Predicting the risk of acute kidney injury in patients with acute pancreatitis complicated by sepsis using a stacked ensemble machine learning model: a retrospective study based on the MIMIC database

Objective
This study developed and validated a stacked ensemble machine learning model to predict the risk of acute kidney injury in patients with acute pancreatitis complicated by sepsis.

Design
A retrospective study based on patient data from public databases.

Participants
This study analysed 1295 patients with acute pancreatitis complicated by septicaemia from the US Intensive Care Database.

Methods
From the MIMIC database, data of patients with acute pancreatitis and sepsis were obtained to construct machine learning models, which were internally and externally validated. The Boruta algorithm was used to select variables. Then, eight machine learning algorithms were used to construct prediction models for acute kidney injury (AKI) occurrence in intensive care unit (ICU) patients. A new stacked ensemble model was developed using the Stacking ensemble method. Model evaluation was performed using area under the receiver operating characteristic curve (AUC), precision-recall (PR) curve, accuracy, recall and F1 score.
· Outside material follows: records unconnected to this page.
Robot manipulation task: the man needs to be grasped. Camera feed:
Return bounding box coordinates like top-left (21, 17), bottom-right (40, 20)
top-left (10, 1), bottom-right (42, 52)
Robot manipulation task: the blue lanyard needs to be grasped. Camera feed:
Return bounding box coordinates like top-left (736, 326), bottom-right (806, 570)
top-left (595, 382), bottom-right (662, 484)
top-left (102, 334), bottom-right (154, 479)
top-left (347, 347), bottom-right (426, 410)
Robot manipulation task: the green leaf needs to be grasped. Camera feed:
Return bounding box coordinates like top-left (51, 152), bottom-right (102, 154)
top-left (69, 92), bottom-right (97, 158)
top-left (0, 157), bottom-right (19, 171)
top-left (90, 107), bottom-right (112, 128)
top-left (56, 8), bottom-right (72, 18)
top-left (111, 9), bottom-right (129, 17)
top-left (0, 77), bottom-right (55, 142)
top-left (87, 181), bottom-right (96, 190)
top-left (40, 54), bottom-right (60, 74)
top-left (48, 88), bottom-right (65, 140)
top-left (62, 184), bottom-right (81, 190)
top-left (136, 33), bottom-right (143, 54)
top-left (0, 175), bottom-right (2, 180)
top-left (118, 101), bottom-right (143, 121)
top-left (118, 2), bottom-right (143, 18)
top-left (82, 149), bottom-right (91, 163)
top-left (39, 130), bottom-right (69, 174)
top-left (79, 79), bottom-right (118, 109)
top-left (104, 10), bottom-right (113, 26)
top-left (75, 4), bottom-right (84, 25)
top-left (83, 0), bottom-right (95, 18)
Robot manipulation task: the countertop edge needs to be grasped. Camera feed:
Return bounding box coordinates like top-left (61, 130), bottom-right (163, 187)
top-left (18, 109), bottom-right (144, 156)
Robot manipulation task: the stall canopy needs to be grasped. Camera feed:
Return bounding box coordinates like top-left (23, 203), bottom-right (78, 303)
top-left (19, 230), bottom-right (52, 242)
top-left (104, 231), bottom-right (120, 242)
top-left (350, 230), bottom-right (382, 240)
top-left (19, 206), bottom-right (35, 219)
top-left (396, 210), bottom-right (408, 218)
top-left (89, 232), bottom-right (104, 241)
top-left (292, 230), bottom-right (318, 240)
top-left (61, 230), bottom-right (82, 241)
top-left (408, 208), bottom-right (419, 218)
The Shapley additive explanation (SHAP) method was used to explain the models.

Main outcome measures
AKI in patients with acute pancreatitis complicated by sepsis.

Results
The final study included 1295 patients with acute pancreatitis complicated by sepsis, among whom 893 cases (68.9%) developed acute kidney injury. We established eight base models, including Logit, SVM, CatBoost, RF, XGBoost, LightGBM, AdaBoost and MLP, as well as a stacked ensemble model called Multimodel. Among all models, Multimodel had an AUC value of 0.853 (95% CI: 0.792 to 0.896) in the internal validation dataset and 0.802 (95% CI: 0.732 to 0.861) in the external validation dataset. This model demonstrated the best predictive performance in terms of discrimination and clinical application.

Conclusion
The stack ensemble model developed by us achieved AUC values of 0.853 and 0.802 in internal and external validation cohorts respectively and also demonstrated excellent performance in other metrics. It serves as a reliable tool for predicting AKI in patients with acute pancreatitis complicated by sepsis.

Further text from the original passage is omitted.